[HN Gopher] I Implemented Nystromformer
       ___________________________________________________________________
        
       I Implemented Nystromformer
        
       Author : dagli
       Score  : 23 points
       Date   : 2022-08-21 07:45 UTC (1 days ago)
        
 (HTM) web link (github.com)
 (TXT) w3m dump (github.com)
        
       | JohnDeHope wrote:
       | I thought it'd have something to do with tech author and Dart
       | programming language guy: Bob Nystrom aka @munificentbob.
        
         | nextfx wrote:
         | I assume the name is referring to the Nystrom low-rank matrix
         | approximation.
        
           | throwawaymaths wrote:
           | Yannic kilchers explanation of the nystromformer is really
           | good and clear (though it might help to understand
           | transformers to start out with) https://youtu.be/m-zrcmRd7E4
        
       | sarosh wrote:
       | The repo from the paper: https://github.com/mlpen/Nystromformer
        
       | uniqueuid wrote:
       | There's quite a bit of impressive jargon in that repo and the
       | video!
       | 
       | I had to briefly look at the paper abstract, which explains that
       | this is about solving the sequence limit of transformer text
       | models:
       | 
       | >While beneficial, the quadratic complexity of self-attention on
       | the input sequence length has limited its application to longer
       | sequences -- a topic being actively studied in the community.

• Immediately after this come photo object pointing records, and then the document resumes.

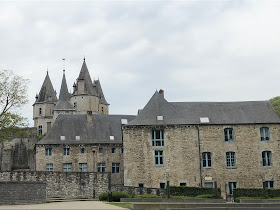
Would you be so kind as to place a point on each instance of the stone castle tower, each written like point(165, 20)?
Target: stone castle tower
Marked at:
point(87, 96)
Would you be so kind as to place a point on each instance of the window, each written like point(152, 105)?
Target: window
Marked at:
point(115, 168)
point(48, 151)
point(230, 159)
point(162, 185)
point(49, 167)
point(208, 184)
point(206, 160)
point(264, 131)
point(267, 158)
point(40, 130)
point(66, 151)
point(268, 184)
point(228, 134)
point(101, 167)
point(82, 167)
point(231, 186)
point(67, 167)
point(158, 137)
point(159, 158)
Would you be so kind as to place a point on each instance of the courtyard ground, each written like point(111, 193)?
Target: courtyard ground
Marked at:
point(64, 205)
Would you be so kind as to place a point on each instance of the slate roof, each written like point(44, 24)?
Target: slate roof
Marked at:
point(46, 91)
point(84, 75)
point(249, 112)
point(99, 92)
point(99, 131)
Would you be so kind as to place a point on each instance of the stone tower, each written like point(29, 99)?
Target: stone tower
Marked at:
point(43, 108)
point(88, 96)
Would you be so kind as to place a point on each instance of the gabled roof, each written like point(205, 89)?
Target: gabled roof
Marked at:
point(85, 76)
point(99, 92)
point(47, 93)
point(249, 112)
point(99, 131)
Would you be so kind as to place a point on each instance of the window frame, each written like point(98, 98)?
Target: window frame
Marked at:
point(231, 159)
point(159, 158)
point(264, 134)
point(115, 168)
point(157, 142)
point(267, 159)
point(227, 135)
point(206, 159)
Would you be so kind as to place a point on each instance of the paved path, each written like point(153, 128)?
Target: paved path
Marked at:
point(65, 205)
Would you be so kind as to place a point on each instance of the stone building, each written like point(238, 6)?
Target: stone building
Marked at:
point(228, 144)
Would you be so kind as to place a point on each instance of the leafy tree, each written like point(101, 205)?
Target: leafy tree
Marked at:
point(13, 94)
point(276, 104)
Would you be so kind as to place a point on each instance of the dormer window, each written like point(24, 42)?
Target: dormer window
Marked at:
point(160, 117)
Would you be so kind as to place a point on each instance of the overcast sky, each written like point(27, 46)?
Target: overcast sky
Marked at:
point(194, 50)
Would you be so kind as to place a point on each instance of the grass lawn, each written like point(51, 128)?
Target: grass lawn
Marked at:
point(120, 204)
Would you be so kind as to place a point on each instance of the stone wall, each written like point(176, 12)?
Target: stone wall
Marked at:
point(183, 148)
point(64, 185)
point(138, 190)
point(22, 192)
point(91, 156)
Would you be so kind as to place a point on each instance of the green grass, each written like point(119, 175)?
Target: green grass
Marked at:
point(120, 204)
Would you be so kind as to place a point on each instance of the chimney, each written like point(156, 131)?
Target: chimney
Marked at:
point(161, 92)
point(89, 116)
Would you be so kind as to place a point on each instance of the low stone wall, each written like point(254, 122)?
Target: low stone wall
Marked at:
point(138, 190)
point(22, 192)
point(64, 185)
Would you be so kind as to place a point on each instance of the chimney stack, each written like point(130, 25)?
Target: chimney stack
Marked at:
point(161, 92)
point(89, 116)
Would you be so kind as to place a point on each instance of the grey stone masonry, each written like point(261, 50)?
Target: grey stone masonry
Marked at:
point(22, 192)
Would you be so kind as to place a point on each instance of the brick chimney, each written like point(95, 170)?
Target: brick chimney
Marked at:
point(161, 92)
point(89, 116)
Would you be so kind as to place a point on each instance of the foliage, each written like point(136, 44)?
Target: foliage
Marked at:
point(192, 191)
point(275, 102)
point(116, 196)
point(255, 192)
point(13, 94)
point(217, 196)
point(147, 196)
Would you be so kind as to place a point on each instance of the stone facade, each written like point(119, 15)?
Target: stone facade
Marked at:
point(93, 154)
point(22, 192)
point(182, 156)
point(64, 185)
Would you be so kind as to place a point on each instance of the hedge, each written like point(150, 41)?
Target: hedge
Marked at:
point(255, 192)
point(116, 196)
point(193, 191)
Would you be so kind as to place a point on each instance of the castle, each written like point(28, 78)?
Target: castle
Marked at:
point(207, 144)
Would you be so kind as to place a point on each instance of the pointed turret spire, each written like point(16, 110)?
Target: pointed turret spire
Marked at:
point(64, 93)
point(47, 93)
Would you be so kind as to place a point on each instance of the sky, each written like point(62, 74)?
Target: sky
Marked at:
point(193, 50)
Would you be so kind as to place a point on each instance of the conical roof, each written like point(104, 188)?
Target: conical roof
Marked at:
point(84, 75)
point(99, 92)
point(47, 93)
point(157, 106)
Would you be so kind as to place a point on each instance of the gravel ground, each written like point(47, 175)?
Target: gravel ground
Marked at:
point(64, 205)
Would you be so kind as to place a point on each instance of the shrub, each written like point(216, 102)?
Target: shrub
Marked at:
point(147, 196)
point(192, 191)
point(217, 196)
point(116, 196)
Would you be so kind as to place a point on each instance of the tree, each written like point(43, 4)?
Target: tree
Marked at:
point(275, 102)
point(13, 95)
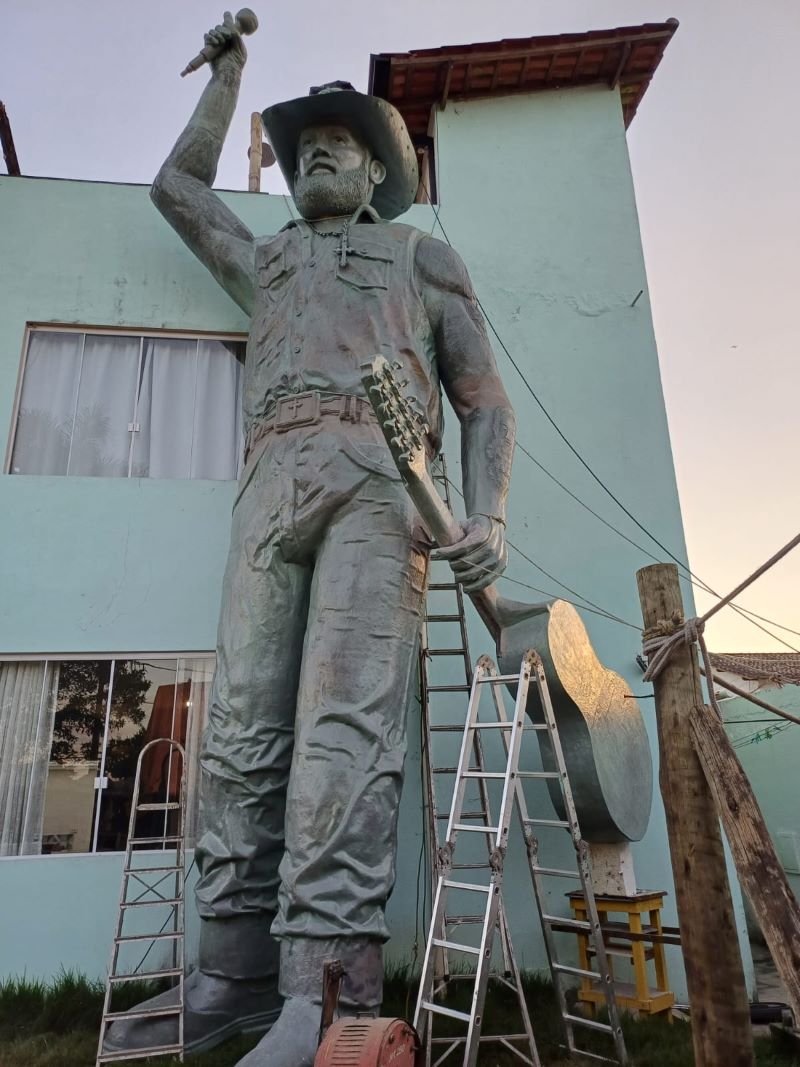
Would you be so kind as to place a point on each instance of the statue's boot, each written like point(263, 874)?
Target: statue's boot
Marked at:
point(293, 1039)
point(233, 991)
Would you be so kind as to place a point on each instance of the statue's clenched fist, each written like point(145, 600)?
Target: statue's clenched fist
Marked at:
point(227, 36)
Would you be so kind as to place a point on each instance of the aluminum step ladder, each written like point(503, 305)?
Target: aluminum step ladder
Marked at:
point(154, 876)
point(488, 891)
point(445, 642)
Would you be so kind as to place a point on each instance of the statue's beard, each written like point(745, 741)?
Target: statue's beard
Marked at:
point(321, 195)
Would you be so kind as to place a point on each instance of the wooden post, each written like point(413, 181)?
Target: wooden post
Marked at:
point(720, 1015)
point(756, 861)
point(254, 175)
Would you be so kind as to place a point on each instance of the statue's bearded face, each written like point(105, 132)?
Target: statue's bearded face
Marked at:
point(335, 173)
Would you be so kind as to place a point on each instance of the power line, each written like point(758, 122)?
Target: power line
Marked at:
point(587, 466)
point(694, 582)
point(587, 606)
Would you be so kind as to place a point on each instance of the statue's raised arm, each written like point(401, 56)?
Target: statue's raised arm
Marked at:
point(182, 189)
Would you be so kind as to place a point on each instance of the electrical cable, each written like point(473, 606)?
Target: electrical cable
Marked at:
point(587, 466)
point(698, 583)
point(516, 548)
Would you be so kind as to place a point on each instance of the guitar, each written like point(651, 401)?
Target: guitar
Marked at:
point(603, 735)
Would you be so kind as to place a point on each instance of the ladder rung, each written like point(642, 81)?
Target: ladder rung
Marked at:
point(573, 924)
point(147, 975)
point(174, 838)
point(579, 1020)
point(152, 904)
point(578, 971)
point(557, 872)
point(438, 1009)
point(593, 1055)
point(148, 937)
point(466, 885)
point(441, 943)
point(143, 1013)
point(149, 870)
point(156, 1050)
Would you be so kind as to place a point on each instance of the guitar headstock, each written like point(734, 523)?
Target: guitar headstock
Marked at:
point(399, 415)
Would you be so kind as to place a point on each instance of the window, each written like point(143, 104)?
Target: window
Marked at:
point(70, 734)
point(121, 405)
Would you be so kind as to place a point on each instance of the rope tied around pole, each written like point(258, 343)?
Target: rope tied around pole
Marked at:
point(660, 640)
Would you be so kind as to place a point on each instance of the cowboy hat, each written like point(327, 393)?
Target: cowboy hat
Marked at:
point(376, 122)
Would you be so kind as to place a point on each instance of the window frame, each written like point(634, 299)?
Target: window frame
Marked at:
point(83, 329)
point(112, 657)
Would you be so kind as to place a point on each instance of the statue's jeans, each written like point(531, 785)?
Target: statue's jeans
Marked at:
point(303, 755)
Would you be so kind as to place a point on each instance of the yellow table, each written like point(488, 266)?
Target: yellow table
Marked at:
point(645, 945)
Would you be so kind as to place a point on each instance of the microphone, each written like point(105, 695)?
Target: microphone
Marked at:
point(245, 22)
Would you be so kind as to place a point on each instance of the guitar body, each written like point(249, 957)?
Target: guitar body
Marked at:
point(600, 723)
point(603, 735)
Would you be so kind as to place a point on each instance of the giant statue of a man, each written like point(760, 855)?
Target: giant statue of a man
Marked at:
point(303, 755)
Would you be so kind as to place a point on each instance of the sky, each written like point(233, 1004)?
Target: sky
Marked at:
point(92, 90)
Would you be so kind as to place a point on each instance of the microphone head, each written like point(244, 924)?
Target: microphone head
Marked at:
point(246, 20)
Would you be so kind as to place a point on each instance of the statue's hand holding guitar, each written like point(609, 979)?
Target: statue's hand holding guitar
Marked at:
point(480, 557)
point(602, 730)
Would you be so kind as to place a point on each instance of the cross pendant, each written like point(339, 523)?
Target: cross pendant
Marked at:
point(344, 249)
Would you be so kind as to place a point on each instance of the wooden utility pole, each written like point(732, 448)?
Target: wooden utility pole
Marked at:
point(720, 1014)
point(754, 855)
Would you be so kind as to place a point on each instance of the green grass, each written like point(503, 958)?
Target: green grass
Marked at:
point(57, 1025)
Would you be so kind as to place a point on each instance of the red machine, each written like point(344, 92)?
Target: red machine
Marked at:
point(362, 1041)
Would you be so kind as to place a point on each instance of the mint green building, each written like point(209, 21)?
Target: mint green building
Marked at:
point(118, 382)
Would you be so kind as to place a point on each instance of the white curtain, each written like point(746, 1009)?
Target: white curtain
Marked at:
point(28, 693)
point(100, 444)
point(81, 395)
point(47, 403)
point(189, 411)
point(200, 673)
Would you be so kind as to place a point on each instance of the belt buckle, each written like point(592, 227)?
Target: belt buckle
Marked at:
point(300, 410)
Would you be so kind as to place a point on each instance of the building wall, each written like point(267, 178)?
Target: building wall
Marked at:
point(536, 193)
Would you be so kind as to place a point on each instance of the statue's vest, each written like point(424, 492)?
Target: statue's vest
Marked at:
point(317, 319)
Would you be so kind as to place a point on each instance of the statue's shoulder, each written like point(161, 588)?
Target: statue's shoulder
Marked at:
point(440, 265)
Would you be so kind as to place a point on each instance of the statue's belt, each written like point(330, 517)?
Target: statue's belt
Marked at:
point(307, 409)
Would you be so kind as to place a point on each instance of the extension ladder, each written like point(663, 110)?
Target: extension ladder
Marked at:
point(157, 882)
point(495, 829)
point(444, 639)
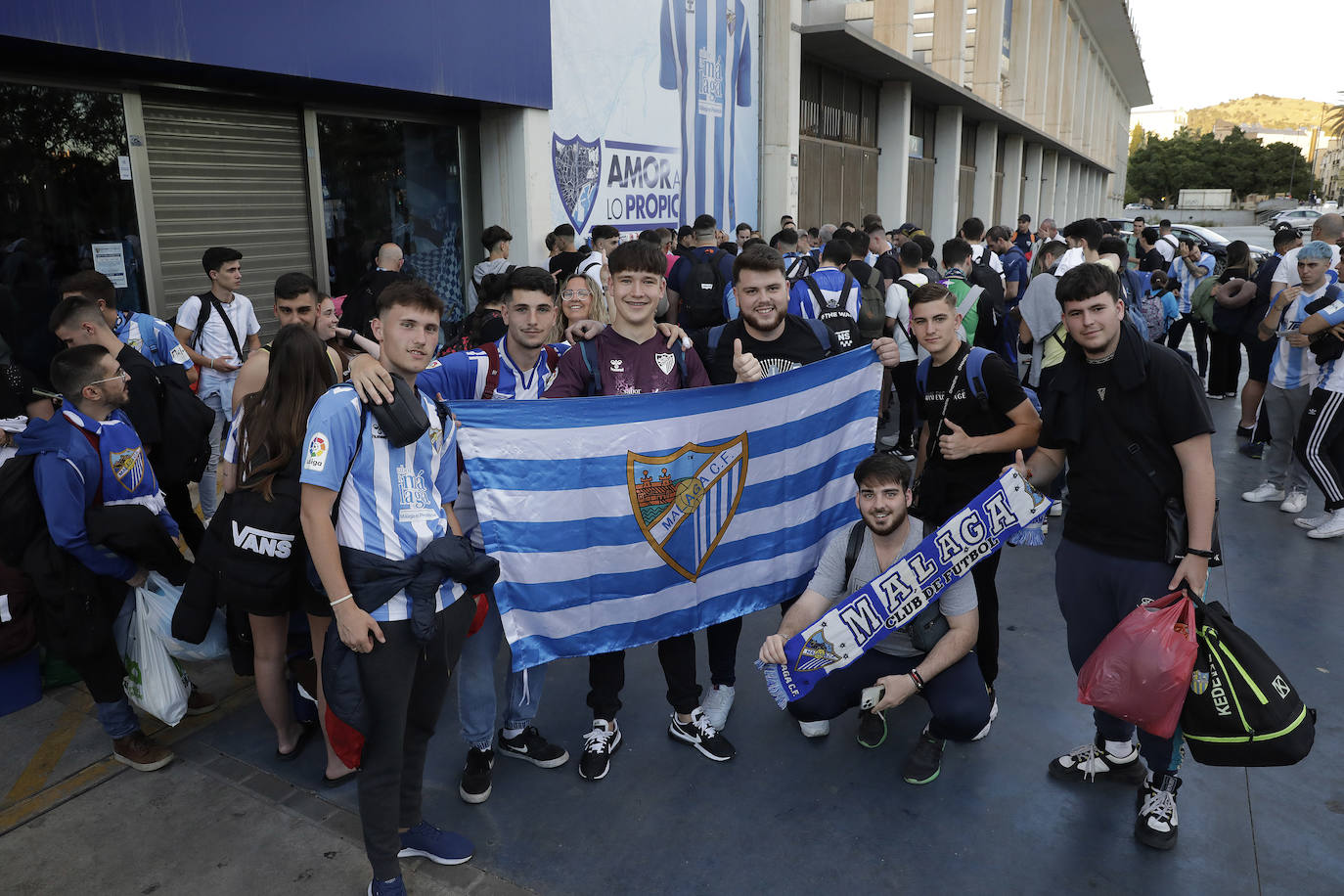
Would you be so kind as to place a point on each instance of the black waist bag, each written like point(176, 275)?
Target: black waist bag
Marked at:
point(1240, 709)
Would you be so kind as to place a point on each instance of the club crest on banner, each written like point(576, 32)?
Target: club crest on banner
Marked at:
point(578, 169)
point(128, 467)
point(685, 501)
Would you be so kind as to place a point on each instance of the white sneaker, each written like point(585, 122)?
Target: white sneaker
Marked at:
point(717, 704)
point(1294, 503)
point(1264, 492)
point(1332, 528)
point(815, 729)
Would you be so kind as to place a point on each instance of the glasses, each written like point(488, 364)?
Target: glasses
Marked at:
point(119, 375)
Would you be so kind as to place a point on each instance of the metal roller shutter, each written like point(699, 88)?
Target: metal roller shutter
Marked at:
point(227, 176)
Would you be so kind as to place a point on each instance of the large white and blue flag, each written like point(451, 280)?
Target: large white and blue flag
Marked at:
point(624, 520)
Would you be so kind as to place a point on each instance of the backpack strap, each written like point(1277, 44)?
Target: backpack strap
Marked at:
point(851, 553)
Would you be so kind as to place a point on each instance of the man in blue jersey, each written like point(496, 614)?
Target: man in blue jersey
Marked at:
point(519, 366)
point(706, 57)
point(146, 334)
point(394, 501)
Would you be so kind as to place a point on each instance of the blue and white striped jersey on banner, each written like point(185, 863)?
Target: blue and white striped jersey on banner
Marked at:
point(625, 520)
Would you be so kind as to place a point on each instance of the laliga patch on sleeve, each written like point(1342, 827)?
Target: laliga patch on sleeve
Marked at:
point(316, 460)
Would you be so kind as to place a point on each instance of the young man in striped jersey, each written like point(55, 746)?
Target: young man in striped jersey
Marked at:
point(392, 501)
point(519, 366)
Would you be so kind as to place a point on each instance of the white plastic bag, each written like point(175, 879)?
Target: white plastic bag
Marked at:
point(154, 681)
point(157, 600)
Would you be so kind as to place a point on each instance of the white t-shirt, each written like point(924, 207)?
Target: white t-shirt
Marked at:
point(980, 248)
point(1286, 270)
point(898, 309)
point(215, 340)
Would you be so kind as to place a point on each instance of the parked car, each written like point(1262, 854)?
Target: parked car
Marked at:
point(1298, 218)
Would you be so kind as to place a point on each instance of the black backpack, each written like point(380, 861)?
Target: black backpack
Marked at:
point(1240, 709)
point(833, 315)
point(701, 291)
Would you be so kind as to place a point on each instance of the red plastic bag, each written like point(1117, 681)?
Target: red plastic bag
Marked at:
point(1140, 672)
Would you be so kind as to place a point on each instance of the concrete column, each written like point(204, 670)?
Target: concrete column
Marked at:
point(1019, 62)
point(893, 24)
point(1009, 199)
point(1043, 45)
point(781, 53)
point(949, 39)
point(989, 35)
point(1031, 186)
point(946, 172)
point(894, 141)
point(987, 152)
point(1050, 193)
point(516, 177)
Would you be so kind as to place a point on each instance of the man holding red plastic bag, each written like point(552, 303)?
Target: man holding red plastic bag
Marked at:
point(1129, 418)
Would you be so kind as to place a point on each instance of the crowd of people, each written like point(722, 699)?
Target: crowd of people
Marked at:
point(1048, 349)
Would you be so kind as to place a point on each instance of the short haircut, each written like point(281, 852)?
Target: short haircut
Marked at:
point(536, 280)
point(412, 293)
point(758, 258)
point(1114, 245)
point(955, 251)
point(75, 309)
point(639, 256)
point(495, 236)
point(293, 285)
point(216, 256)
point(77, 367)
point(92, 284)
point(1086, 281)
point(1086, 230)
point(1318, 250)
point(880, 469)
point(933, 293)
point(837, 251)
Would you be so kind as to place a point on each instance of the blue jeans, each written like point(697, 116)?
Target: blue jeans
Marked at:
point(476, 686)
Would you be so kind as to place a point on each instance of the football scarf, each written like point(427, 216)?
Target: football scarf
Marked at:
point(910, 585)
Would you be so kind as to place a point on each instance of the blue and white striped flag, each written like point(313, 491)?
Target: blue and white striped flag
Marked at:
point(624, 520)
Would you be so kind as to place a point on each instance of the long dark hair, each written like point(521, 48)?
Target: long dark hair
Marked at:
point(276, 416)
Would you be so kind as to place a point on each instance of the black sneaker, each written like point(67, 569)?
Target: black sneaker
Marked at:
point(474, 786)
point(1092, 762)
point(701, 735)
point(924, 760)
point(1156, 823)
point(599, 745)
point(873, 729)
point(532, 747)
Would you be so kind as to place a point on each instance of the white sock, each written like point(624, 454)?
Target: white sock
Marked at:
point(1120, 748)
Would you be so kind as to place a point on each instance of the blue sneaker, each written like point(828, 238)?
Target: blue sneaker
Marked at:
point(441, 846)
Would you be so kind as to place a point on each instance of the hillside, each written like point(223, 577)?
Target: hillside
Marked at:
point(1271, 112)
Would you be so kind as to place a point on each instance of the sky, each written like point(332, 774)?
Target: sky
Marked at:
point(1200, 53)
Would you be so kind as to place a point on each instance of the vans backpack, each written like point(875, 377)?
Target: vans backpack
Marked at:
point(701, 291)
point(833, 313)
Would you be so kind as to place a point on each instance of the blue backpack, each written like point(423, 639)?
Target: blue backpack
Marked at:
point(974, 378)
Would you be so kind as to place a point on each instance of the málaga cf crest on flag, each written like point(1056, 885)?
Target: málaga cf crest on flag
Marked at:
point(625, 520)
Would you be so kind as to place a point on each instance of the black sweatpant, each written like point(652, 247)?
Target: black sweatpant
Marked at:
point(606, 677)
point(1320, 443)
point(403, 684)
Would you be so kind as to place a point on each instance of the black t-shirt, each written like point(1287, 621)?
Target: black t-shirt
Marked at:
point(1111, 504)
point(794, 347)
point(967, 477)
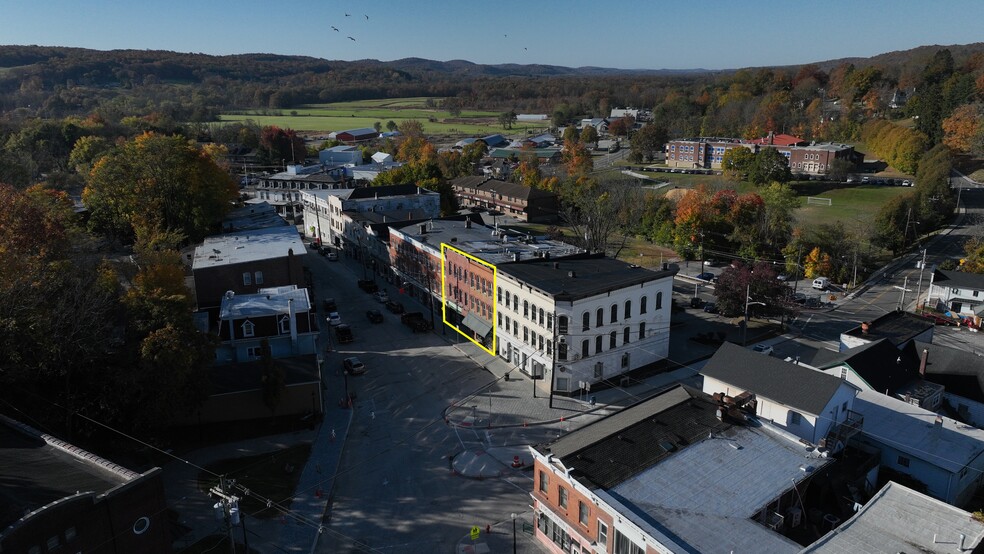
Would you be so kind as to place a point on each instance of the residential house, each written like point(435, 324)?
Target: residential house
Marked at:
point(281, 316)
point(935, 454)
point(879, 366)
point(899, 519)
point(246, 261)
point(799, 399)
point(677, 472)
point(898, 327)
point(513, 199)
point(354, 136)
point(582, 319)
point(959, 292)
point(58, 497)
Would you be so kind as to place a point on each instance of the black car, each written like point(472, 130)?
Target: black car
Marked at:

To
       | address this limitation, we propose Nystromformer -- a model that
       | exhibits favorable scalability as a function of sequence length.
       | 
       | That's cool -- I'm looking forward to being able to process texts
       | > 512 tokens in the future, and would be especially excited if
       | that were possible for sentence-bert.
        
       ___________________________________________________________________
       (page generated 2022-08-22 23:01 UTC)